Thursday, January 19, 2017

An Excellent Adventure

Yesterday, off I went, with Barcellona, the benign laid back and grateful black smoke older boy from the Stayton trailer park.   He has bad teeth and needed them taken care of before he could move on with his life.

He's enjoyed the last week, laid out in a cage in my garage, listening to me babble at him through the cage wire, as I take his litter box out to scoop out soggy litter or clumps of poop.  He had a space heater aimed right at him.  Barcellona, who has never in his life had anything easy, curled his paws and stretched out his lanky thin legs to absorb every bit of the warmth from that heater.  I knew that heat flowing out and into him would cost me in the electric bill from hell but I didn't care right then.  I'll worry over how to pay that later.

For now I drew great content from watching Barcellona love the heat.

Barcellona, who has never had enough to eat on a single day, gulped wet food, can after can, no matter what flavor in the can I popped open and deposited into a large shallow dish as he watched intent, and happy.

I like Barcellona.  He's not a problem cat, he's a grateful cat and a laid back cat, from the shadows kitty, now out of the shadows which can be awkward and frightening.  He's been noticed.

How do you act, so you don't blow it, when you're freshly noticed?

What did he think when I closed the small carrier door on him, and loaded him into the car yesterday morning, so early the birds grumbled in the arborvita behind the empty house next door, for the disturbance, as I backed out, headlights on, exhaust steaming out of the cold engine into the rain wet air.

Everything was ok on the drive, as I stared ahead, keeping my lane, like some zombie, painting between the lines.

Then I headed west, towards the coast, out of Portland's daze of a city waking to the first dawn in a week where ice or snow was not clogging its crucial arteries.  And up I went, towards the first summit, the taller one, in the 3000 foot range.   I chugged through dense fog, pouring rain, slush on the road, some ice, passed a snow plow, dodged tree debris broken and ripped from the bodies of trees by a viscious wind.

But I didn't see another car headed my way and it was smooth sailing at least in that regard.  I was still going slow and dodging the debris.  Until I see a line of red light pairs ahead.  'Damn,' I thought.  I was so close to 101 and the coast I could smell salt in the air.

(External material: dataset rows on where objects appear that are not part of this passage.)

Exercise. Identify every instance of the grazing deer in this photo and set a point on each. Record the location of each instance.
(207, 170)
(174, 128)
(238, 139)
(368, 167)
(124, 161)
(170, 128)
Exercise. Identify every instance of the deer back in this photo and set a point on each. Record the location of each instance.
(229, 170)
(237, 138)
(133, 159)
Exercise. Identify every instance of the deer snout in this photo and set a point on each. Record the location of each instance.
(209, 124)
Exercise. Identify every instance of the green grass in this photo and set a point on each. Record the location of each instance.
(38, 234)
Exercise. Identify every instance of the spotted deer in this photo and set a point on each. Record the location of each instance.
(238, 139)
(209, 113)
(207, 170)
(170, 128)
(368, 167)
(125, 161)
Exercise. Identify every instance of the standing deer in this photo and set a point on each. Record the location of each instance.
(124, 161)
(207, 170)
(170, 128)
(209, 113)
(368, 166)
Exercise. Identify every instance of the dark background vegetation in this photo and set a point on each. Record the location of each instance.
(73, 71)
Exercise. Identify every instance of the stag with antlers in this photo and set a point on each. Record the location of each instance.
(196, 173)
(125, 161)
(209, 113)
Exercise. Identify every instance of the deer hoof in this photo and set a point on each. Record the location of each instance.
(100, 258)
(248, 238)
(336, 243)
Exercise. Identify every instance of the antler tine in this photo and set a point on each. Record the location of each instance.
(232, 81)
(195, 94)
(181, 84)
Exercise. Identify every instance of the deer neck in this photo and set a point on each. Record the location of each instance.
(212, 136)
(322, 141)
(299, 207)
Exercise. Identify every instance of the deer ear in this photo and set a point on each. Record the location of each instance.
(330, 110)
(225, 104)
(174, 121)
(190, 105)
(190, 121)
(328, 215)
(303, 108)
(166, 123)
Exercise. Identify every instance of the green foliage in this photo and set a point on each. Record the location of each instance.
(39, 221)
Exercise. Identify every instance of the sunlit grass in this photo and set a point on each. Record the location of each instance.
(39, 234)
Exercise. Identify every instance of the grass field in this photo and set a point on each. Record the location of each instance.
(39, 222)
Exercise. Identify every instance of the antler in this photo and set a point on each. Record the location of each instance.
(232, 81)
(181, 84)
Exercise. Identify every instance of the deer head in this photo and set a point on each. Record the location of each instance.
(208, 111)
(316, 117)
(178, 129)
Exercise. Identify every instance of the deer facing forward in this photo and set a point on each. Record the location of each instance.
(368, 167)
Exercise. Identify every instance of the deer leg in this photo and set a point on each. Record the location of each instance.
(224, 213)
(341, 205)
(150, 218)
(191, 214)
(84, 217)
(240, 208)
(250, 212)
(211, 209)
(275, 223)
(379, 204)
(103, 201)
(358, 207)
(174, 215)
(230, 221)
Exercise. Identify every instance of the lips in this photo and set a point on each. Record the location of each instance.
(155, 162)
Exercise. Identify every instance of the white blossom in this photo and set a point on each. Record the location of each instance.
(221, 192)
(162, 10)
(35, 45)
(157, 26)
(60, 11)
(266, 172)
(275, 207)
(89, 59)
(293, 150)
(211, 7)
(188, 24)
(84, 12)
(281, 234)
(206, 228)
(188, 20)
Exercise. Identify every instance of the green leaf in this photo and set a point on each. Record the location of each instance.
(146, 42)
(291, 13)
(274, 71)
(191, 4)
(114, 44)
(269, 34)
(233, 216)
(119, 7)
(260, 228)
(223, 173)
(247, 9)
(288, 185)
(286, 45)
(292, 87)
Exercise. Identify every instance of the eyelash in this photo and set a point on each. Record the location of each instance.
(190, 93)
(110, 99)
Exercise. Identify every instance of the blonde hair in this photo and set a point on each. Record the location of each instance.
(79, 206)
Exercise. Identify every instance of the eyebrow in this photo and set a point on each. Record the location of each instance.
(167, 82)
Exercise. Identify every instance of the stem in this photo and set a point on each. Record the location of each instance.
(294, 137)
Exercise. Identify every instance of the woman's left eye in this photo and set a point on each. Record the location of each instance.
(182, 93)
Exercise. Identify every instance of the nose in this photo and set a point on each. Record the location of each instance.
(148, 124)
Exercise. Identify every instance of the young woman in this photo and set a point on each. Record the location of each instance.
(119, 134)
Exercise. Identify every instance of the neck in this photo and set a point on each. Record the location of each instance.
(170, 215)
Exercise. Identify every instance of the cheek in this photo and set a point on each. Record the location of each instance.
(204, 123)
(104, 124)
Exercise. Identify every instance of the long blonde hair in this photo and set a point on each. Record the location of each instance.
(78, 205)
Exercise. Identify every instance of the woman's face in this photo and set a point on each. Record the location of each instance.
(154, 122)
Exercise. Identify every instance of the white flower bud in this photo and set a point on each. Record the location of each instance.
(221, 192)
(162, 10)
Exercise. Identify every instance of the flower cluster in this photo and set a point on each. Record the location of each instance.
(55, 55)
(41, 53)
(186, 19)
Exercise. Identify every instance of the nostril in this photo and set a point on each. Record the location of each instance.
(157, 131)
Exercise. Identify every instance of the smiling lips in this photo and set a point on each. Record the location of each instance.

It was dark.  The line of cars was long and since I'd seen none in my drive over I figured they'd sat there in that line awhile.  I had no cell reception bars.  there is no cell reception across the coast range.  The wind was howling.  I could hear trees in the dark, beside the road, popping and branches falling.  Made me nervous.

Finally an ODOT truck came by and rolled down the window to talk to the man ahead of me.  The ODOT man said "I'm sorry for your luck," and grinned, setting the man at ease.  He had to be in Astoria by 8:00 and was not going to make it.   The ODOT man told him to take 202, that at least it was open.  I stepped up and said "where's 202?"  And the man ahead of me said "Follow me."

I followed him.  Maybe I should have asked him first how long it would take to get there via 202.  It took awhile, maybe 40 more minutes, on a long windy steep narrow road, just the roads I like!    It was an adventure.  I saw places I've never been before.  They were beautiful.



I thought, "even if I'm too late and they won't take Barcellona for surgery today, this is great!"  That's what I was thinking.

Well, they did take him, because they're that way there, practical and not judgmental nor do they want to mess with people or make their lives harder.  I like that about them.

After I dropped him off, I headed out to the south jetty parking lot.  It was very windy and often poured down rain.  The wind would shake the car violently.   I slept awhile in the back in my sleeping bag. I read.  I made some soup on my sterno stove.  I went to the Peter Iredale wreck beach and watched the sand blow across the parking lots.

I picked up Barcellona at 4:30.  They had to do the poor guy last because he tested positive for FIV and they throw out the equipment they use on FIV cats.

The drive home wasn't as bad except for dense fog coming down from the first summit, the tall one.  I stopped at my friends place to leave Barcellona there in her garage in a nice cage, bigger than the one he'd had at my place.  He'll be spending his days with Odd Cat Out, I believe in her hospice room and its warm.  Barcellona will like that.

And finally, at about 9:00 p.m., I was home.

3 comments:

  1. Barcellona looks like such a lovely boy. I am so glad he is getting a better life. Warmth, food, freedom from pain.
    Thank you. And Odd Cat Out.
    Those winds do look (and sound) amazing. Glad you had a good and successful day.

    ReplyDelete
  2. What an ordeal! You are a mensch, my dear.